Heights seemed to be a theme with this New Face of Moscow tour. The cable car which was installed to transport spectators from Sparrow Hills to the renovated stadium used for the 2018 World cup would have been a great ride if the low cloud had not obscured the view, likewise for the panorama from the viewing platform in front of the wonderful Moscow University building. Touching ground level for a change we visited a new food court located almost opposite the Holiday Inn Lesnaya. This former tram station has been converted into a multiplex of eateries from all four corners of the globe. It was heaving with families and trendy, young things so already a popular venue.
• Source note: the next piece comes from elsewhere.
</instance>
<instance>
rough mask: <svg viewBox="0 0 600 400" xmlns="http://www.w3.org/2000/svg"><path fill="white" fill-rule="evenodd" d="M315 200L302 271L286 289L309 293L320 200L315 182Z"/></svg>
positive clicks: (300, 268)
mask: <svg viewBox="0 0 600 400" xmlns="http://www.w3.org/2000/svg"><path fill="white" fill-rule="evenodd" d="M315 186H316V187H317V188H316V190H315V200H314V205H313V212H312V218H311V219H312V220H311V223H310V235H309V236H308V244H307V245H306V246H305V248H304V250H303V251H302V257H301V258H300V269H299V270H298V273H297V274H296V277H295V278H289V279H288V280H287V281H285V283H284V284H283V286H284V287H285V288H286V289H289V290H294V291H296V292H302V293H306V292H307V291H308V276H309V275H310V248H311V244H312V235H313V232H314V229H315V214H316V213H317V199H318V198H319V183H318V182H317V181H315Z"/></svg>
Back up in the air to the world’s highest ice cream and highest chocolate factory [eat your heart out Willy Wonka and your glass elevator] situated on the 89th floor of one of a circle of extraordinarily high skyscrapers in the new business district. What is the compulsion to build the world’s highest……? As the cloud had now completely descended over the skyscrapers, had it not been for the best ice cream in the world and pretty good chocolate this would have been a disaster. With the sheets of grey mist outside the windows you could have been on any floor. The local guide did her best to show in 3D on her iPad the different structures surrounding us but who wants to know the height of each in metres and how many floors. Her efforts were further impaired by groups of excited school children running round and round the tower. One of the tower blocks has never been occupied. It has been condemned as unstable. The building is owned by a bank and I couldn’t help wondering who would pay for this enormous faux pas – the architect, engineers, construction company or the bank? At over 60 floors it is not a mistake you can easily hide. Maybe it will become an attraction in its own right.
The New Face of Moscow tour does give the visitor a different perspective but most of it could be done without a guide.
Between the various locations the guide gave us a few nuggets of Russian history. I found it particularly amusing to think of Genghis Khan’s hoards rampaging across Russia with the final goal of conquering Europe only to decide when they reached Hungary that enough was enough. Did his grandson say to this troops "right that’s it lads. I think we have made our point. Time to return home to tend our flocks after all we have been gone 250 years. Sure grandad won’t mind".